Kawhi, Laker olur mu? Olursa doğru isim mi?

NBA`in transfer dönemi resmen başladı. Anthony Davis`in Lakers`a takaslanmasının ardından serbest oyuncu statüsündeki süperstarların seçimini nasıl yapacağı transfer döneminin en fazla ilgi çeken konusu. Kevin Durant, Kawhi Leonard, Kyrie Irving, Jimmy Buttler gibi isimlerin tercihleri diğer takımların transfer stratejilerine de yön verecek. Bu isimler arasında tercihi en çok merak edilen isim kuşkusuz Kawhi Leonard. 28 yaşındaki forvetin şampiyonluk yaşadığı Toronto Raptors`la kısa süreli kontrat uzatacağı veya doğup büyüdüğü şehrin takımı Los Angeles Clippers`ı tercih edeceği görüşü hâkimdi. Ancak Los Angeles`ın bir diğer ve daha popüler ekibi Lakers önce Anthony Davis takasını gerçekleştirmesi, ardından da yoğun ikna çalışmaları ile Kawhi Leonard`ın kafasını karıştırmayı başardı. New York Times yazarı Marc Stein ve LA Times yazarı Arash Markazi`ye göre Lakers, Toronto ve Clippers`ın bir adım önünde. Kawhi Leonard, önümüzdeki hafta Lakers`ın sahibi Jeannie Buss ile bir görüşme yapacak. Söz konusu görüşmeye Lebron James ve Anthony Davis de olacak. Kawhi toplantıya bir Lakers efsanesi olan eski başkan Magic Johnson`un da olmasını istedi. Bu temasların nasıl sonuçlanacağını önümüzdeki günlerde öğreneceğiz. Ancak olası Lakers-Leonard birlikteliğini değerlendirecek olursam üçsüper yıldızın bir arada verimli oynaması oyun tarzları nedeniyle pek de kolay değil. Lebron James ve Anthony Davis ideal ikili. Davis perde sonrası içeri devrilen, savunmayı üzerine çekebilen böylece Lebron için pas, içeri kat ve şut atma gibi üçayrı seçenek oluşturabilecek biri. Ayrıca dış şut atabilmesi ile Lebron James`e boş alan yaratabilir. Muhteşem bir pasör olan ve etrafındaki oyuncuları oyuna katmayı seven James için Anthony Davis`e verilecek pas asist hanesine eklenecek bir sayı demek. Bu ikili birbirini tamamlıyor. Ancak topu eline isteyen ve daha bencil bir oyun tarzına sahip Kawhi Leonard`ın oyun stili özellikle Lebron James`la çakışıyor.
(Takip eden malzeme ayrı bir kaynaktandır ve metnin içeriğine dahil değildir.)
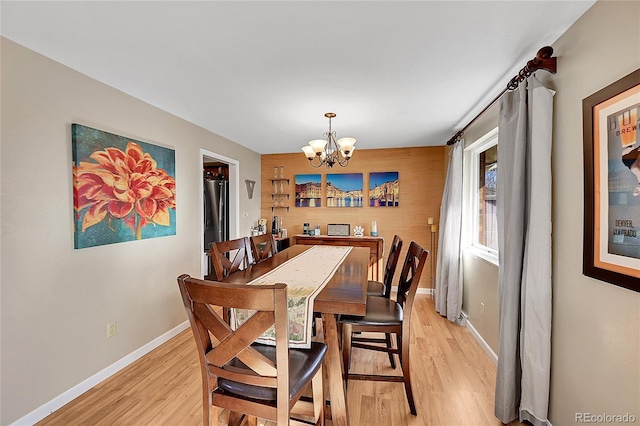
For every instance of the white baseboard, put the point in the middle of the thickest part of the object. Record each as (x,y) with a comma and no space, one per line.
(62,399)
(482,342)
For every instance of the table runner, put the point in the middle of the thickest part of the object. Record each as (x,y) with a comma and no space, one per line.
(305,276)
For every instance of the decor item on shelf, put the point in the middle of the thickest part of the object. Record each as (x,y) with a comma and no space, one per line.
(328,151)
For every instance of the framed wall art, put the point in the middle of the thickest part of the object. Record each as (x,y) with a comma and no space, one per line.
(309,190)
(384,189)
(344,190)
(123,189)
(611,249)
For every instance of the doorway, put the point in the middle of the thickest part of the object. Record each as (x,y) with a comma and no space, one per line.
(209,157)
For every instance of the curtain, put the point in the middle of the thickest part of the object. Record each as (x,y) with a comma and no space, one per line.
(524,240)
(449,266)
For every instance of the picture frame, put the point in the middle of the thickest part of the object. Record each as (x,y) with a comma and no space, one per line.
(611,149)
(123,189)
(384,189)
(308,190)
(345,190)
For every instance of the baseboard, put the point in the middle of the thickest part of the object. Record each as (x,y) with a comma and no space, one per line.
(62,399)
(482,342)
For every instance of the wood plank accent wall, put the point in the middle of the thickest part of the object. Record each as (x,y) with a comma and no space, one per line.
(421,177)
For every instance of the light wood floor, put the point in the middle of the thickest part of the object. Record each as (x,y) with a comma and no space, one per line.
(453,384)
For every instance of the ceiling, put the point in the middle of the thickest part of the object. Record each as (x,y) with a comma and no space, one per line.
(396,73)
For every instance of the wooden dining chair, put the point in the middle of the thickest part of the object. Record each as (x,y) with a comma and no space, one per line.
(387,316)
(240,375)
(263,246)
(377,288)
(228,256)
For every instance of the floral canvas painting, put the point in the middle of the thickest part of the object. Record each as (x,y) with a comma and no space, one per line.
(123,189)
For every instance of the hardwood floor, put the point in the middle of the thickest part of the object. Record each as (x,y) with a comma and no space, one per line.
(453,383)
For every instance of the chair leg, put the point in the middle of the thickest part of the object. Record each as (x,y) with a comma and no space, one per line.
(346,349)
(319,402)
(406,373)
(392,359)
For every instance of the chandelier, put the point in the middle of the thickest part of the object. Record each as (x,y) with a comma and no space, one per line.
(329,151)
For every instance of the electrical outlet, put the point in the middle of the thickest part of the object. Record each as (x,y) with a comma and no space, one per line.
(112,329)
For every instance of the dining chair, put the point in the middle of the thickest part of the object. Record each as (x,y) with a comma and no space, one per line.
(239,375)
(377,288)
(263,246)
(228,256)
(387,316)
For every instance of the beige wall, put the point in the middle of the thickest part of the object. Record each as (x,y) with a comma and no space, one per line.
(421,176)
(596,325)
(56,301)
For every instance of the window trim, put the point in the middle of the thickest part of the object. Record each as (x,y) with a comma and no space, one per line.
(472,169)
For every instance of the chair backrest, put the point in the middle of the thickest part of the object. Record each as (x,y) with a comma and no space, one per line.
(263,246)
(219,356)
(410,277)
(228,256)
(392,262)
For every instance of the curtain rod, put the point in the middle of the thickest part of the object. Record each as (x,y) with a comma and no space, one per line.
(542,61)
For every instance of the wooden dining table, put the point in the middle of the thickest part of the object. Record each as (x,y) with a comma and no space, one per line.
(345,293)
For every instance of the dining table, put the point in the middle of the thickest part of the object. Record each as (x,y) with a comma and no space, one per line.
(344,294)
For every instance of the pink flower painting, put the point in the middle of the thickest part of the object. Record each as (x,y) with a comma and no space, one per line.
(123,189)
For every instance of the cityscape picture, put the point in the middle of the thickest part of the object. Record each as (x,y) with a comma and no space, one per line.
(384,190)
(344,190)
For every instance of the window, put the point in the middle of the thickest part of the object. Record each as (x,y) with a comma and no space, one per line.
(482,171)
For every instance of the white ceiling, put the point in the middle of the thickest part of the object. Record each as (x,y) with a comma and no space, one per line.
(396,73)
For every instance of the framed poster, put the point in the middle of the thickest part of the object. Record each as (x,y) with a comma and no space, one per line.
(611,249)
(309,190)
(344,190)
(123,189)
(384,189)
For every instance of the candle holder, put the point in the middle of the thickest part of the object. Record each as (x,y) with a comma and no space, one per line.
(374,228)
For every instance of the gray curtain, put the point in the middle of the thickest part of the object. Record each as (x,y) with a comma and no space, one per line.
(449,266)
(524,239)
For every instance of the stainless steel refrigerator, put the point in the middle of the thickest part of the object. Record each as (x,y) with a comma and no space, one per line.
(216,211)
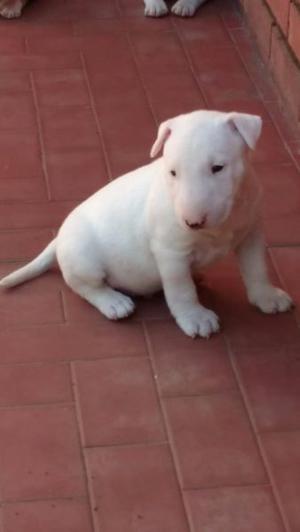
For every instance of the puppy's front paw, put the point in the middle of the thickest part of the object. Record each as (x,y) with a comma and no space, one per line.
(184,8)
(199,321)
(155,8)
(11,9)
(270,299)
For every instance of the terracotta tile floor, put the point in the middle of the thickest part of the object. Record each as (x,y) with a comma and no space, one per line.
(133,427)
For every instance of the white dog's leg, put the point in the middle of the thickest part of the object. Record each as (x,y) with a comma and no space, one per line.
(186,8)
(181,295)
(155,8)
(109,302)
(261,293)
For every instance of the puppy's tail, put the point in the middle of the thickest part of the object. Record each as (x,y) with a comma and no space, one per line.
(36,267)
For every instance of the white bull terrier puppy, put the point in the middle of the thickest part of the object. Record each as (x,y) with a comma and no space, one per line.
(182,8)
(148,229)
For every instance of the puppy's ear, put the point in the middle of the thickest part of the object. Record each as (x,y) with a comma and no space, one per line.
(164,131)
(248,126)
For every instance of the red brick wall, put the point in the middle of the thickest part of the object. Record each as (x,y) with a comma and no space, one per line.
(276,25)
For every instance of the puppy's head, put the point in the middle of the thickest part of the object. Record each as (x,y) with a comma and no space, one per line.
(203,156)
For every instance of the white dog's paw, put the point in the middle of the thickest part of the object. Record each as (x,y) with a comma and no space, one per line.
(270,300)
(199,321)
(12,11)
(115,305)
(184,8)
(155,8)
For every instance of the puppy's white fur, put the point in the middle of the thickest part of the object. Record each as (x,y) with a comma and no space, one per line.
(182,8)
(149,228)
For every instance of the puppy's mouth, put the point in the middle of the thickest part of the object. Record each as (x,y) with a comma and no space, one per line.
(197,225)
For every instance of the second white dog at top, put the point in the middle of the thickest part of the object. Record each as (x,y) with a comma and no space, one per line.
(183,8)
(149,228)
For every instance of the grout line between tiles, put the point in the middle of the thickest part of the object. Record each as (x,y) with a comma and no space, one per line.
(80,435)
(259,444)
(96,118)
(171,445)
(40,136)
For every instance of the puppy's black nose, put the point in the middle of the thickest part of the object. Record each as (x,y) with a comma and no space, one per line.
(197,225)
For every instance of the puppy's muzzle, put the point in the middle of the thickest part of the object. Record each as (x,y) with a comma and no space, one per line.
(196,225)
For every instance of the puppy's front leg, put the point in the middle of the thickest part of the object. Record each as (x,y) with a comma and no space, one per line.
(180,292)
(251,255)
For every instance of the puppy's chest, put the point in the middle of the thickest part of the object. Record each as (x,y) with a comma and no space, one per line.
(212,247)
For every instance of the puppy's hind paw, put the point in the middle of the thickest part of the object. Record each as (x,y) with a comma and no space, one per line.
(155,8)
(115,305)
(184,8)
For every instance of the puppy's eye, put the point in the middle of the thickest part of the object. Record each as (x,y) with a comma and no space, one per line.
(217,168)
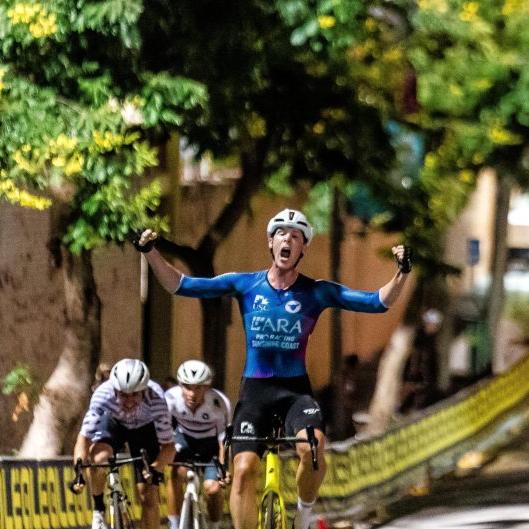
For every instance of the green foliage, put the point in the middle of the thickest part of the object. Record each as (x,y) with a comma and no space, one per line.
(17,380)
(81,115)
(516,309)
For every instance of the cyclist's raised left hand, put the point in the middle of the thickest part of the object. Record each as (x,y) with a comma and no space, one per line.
(403,255)
(144,241)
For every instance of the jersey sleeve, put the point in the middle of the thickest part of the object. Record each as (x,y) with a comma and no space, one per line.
(339,296)
(97,407)
(209,287)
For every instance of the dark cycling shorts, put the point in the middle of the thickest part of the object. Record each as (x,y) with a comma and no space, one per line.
(262,398)
(112,432)
(198,450)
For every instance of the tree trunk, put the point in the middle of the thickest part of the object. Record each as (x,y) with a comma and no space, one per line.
(338,426)
(499,259)
(389,381)
(65,394)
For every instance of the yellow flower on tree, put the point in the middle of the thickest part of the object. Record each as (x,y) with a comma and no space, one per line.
(326,21)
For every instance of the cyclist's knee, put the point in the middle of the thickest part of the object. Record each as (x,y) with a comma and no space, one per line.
(211,487)
(245,468)
(100,452)
(304,450)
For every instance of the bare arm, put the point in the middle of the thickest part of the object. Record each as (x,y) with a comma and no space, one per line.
(390,292)
(168,276)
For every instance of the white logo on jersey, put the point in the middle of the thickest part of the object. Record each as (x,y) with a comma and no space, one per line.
(247,428)
(260,303)
(293,306)
(260,323)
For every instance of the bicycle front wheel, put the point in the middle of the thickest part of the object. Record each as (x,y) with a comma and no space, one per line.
(116,518)
(271,512)
(186,516)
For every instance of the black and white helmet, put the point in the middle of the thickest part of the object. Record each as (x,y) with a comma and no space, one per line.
(291,218)
(194,372)
(129,375)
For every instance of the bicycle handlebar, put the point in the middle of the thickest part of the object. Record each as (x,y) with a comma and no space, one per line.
(194,465)
(78,483)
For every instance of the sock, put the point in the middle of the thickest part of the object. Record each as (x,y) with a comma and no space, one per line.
(99,503)
(174,521)
(303,514)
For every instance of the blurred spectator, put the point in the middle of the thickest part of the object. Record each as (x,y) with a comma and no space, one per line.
(102,373)
(327,398)
(420,374)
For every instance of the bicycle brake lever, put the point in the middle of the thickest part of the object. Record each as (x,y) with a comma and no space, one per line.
(77,484)
(147,471)
(221,470)
(313,443)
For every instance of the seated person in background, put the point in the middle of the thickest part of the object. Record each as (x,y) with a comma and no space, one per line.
(200,415)
(127,408)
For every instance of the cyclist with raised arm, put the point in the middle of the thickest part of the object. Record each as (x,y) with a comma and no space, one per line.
(127,408)
(200,416)
(279,307)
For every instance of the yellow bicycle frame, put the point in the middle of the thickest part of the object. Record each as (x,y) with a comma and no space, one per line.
(272,484)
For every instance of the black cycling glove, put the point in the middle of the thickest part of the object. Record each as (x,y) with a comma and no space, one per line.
(405,264)
(143,248)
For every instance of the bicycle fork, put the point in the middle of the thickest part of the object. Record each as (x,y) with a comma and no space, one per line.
(272,514)
(190,515)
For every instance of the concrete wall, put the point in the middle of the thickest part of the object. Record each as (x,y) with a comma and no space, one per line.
(32,306)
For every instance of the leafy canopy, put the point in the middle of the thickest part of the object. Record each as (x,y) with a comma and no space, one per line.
(81,115)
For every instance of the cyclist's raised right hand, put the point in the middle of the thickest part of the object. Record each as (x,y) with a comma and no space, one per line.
(144,241)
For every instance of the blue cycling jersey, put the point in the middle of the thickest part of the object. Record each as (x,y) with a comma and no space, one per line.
(278,322)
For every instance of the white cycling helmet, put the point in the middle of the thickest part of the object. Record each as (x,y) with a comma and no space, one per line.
(291,218)
(129,375)
(194,372)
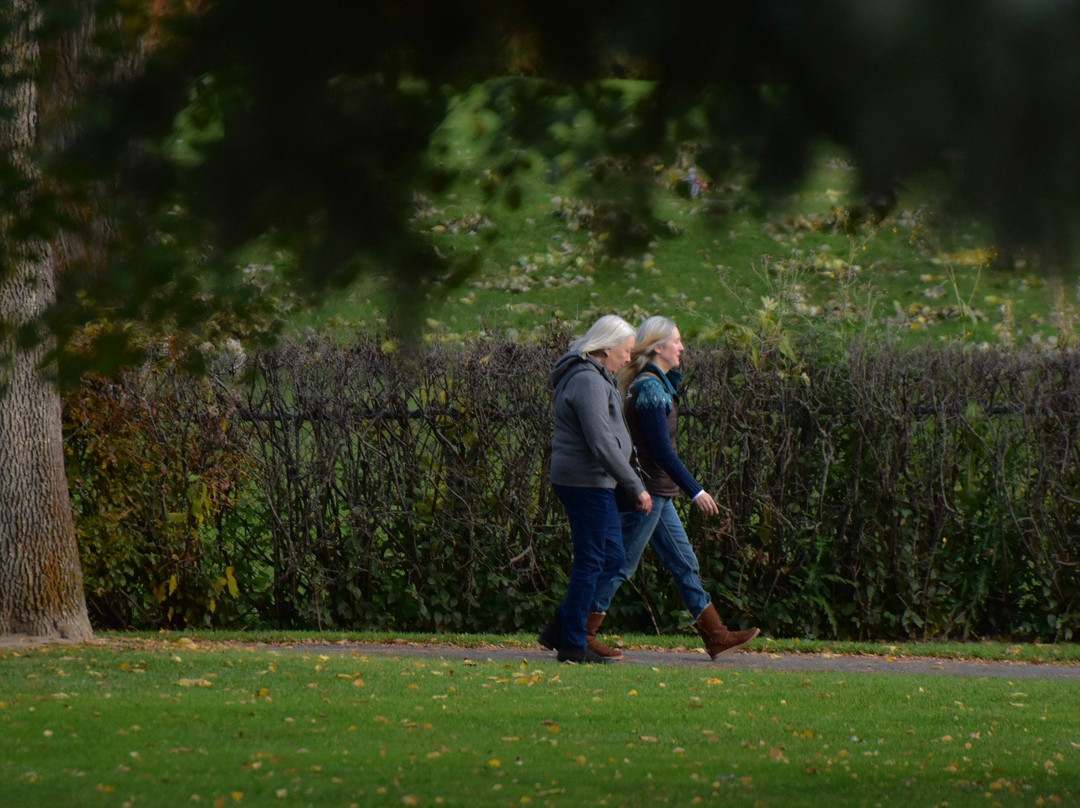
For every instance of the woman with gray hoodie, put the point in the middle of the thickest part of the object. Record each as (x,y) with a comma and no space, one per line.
(591,450)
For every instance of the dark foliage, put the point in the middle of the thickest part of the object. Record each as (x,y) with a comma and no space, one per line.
(871,493)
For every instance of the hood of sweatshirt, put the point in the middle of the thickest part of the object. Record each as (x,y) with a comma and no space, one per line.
(570,364)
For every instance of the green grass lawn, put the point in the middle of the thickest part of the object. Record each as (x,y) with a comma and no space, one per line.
(175,722)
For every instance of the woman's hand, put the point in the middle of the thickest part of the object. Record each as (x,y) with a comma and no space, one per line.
(644,501)
(706,503)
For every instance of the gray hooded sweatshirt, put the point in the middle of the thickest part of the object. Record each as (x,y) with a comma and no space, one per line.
(591,446)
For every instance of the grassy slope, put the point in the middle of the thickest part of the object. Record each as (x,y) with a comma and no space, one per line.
(175,724)
(902,278)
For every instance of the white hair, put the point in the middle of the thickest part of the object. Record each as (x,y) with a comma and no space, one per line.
(610,331)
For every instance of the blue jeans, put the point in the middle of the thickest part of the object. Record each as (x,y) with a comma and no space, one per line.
(662,528)
(596,532)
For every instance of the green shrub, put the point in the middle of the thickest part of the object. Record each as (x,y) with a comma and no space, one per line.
(869,490)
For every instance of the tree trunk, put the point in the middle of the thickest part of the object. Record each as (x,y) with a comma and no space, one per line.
(41,591)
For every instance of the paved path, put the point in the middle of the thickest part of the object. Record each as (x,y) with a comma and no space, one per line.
(744,661)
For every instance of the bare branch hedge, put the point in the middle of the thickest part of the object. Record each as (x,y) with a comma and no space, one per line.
(872,493)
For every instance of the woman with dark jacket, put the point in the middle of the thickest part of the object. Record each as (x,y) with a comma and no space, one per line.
(591,449)
(651,405)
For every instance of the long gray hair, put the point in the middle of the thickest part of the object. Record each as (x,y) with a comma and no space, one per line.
(610,331)
(651,336)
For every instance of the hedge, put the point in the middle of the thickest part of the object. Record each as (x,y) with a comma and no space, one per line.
(869,492)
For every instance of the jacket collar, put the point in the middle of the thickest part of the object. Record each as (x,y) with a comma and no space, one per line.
(671,380)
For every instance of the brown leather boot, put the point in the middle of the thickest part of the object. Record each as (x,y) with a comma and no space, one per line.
(717,638)
(593,625)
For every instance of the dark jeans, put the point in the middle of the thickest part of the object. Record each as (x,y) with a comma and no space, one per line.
(596,532)
(662,529)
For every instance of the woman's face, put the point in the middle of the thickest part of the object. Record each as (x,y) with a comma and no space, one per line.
(670,354)
(616,358)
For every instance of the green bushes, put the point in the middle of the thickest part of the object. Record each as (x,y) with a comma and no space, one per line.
(871,492)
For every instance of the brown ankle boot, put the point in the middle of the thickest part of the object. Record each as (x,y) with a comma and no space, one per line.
(592,625)
(717,638)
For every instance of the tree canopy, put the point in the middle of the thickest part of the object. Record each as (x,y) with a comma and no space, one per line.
(310,130)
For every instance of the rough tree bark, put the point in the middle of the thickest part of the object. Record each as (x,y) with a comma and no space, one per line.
(41,590)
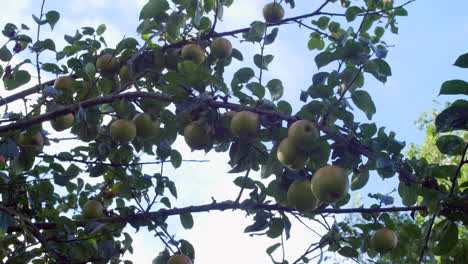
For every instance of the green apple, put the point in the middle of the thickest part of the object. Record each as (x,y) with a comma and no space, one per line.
(273,12)
(221,48)
(300,196)
(179,259)
(64,83)
(384,240)
(330,184)
(92,209)
(289,156)
(123,130)
(63,122)
(107,65)
(245,124)
(303,134)
(196,136)
(194,53)
(146,127)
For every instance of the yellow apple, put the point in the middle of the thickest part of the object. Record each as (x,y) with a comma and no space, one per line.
(302,134)
(194,53)
(221,48)
(300,196)
(107,65)
(196,136)
(123,130)
(62,122)
(330,184)
(245,124)
(92,209)
(273,12)
(179,259)
(384,240)
(289,156)
(146,127)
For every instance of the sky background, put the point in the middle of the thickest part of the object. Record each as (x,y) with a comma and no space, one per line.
(429,41)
Kawhi, Lebron ve Davis`le topu nasıl paylaşacak, nasıl sorunsuz bir birliktelik yaşanacak burası belirsiz. Bu sorunun yaşanmaması için Lebron ya da Kawhi Leonard`dan birinin fedâkarlık yapması gerek. Bu konular mutlaka masaya yatırılacaktır. Kuşkusuz koçFrank Vogel bu transfer için istekliyse çözüm için de bir plan yapmış olmalı. Ancak ne olursa olsun şayet Kawhi Leonard, Laker olursa takımın ona, onun takıma uyum sağlaması kolay olmayacak.